Let me tell you why, and answering your question. This isn’t just about the Iraqis. I’m going to be very honest with you. There are some in the administration saying, “This is our last chance, meaning the United States’. This is our last chance.” What? There is no last chance when you are talking about American national security! That’s what this is. This war is not purely about “stabilizing Iraq,” and it never has been. This is a theater in the war on terror. We don’t leave it up to a vote of the Iraqi people as to whether or not they are in favor of US national security. I think the administration — this is little old me saying this — had better remember that that’s what this is about. This war was never about stabilizing Iraq, and the more it gets cast as that, and that alone, well, no wonder the American people are going to turn away from it, because that’s not what this is! This is a theater in the war on terror.

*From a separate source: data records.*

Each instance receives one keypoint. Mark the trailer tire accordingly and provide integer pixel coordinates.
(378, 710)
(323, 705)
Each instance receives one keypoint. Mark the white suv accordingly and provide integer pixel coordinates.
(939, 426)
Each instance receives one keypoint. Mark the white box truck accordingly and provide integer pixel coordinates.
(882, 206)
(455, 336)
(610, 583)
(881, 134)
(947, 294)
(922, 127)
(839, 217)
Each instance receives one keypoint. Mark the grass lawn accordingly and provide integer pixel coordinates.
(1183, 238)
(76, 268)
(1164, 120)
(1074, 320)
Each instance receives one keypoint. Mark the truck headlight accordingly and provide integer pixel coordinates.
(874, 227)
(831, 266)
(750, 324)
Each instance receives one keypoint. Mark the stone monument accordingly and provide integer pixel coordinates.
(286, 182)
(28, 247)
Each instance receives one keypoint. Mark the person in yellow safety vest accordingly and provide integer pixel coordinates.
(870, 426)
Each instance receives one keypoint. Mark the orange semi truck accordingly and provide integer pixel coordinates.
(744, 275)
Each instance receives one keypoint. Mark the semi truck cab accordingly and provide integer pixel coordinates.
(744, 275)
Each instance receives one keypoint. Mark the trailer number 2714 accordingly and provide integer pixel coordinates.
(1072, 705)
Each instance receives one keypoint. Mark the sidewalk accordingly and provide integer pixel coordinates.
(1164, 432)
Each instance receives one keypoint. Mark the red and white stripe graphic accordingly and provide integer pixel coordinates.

What we are dealing with here is US national security. There are Al-Qaeda cells there. There are Hezbollah cells. There are all kinds of terrorists there, and they are fighting us, and if they don’t fight us there they’re going to fight us wherever we do go, including if we come back home. US national security is at stake here, and so if you put a vote up to the Iraqi people? Why, it’s a suicide pact if you let anybody else vote on national security, and if you run around and saying that this is our “last chance to make this work and make this good…” You know what? I actually think, just so you’ll understand, I think that’s a message to the Iraqis, and Maliki (“My-lee-key” as Biden pronounces his name), because it’s a bit of a mixed message, but I think the mixed message, the part about “this is our last chance” is really a call to arms for the Iraqis. “Okay, gang. We’re not here forever here just to make you supportable and sustainable.” I actually think that’s a message just for them. But it’d be silly to let the Iraqis vote on this. The American people wouldn’t care about that because that’s not the focus here.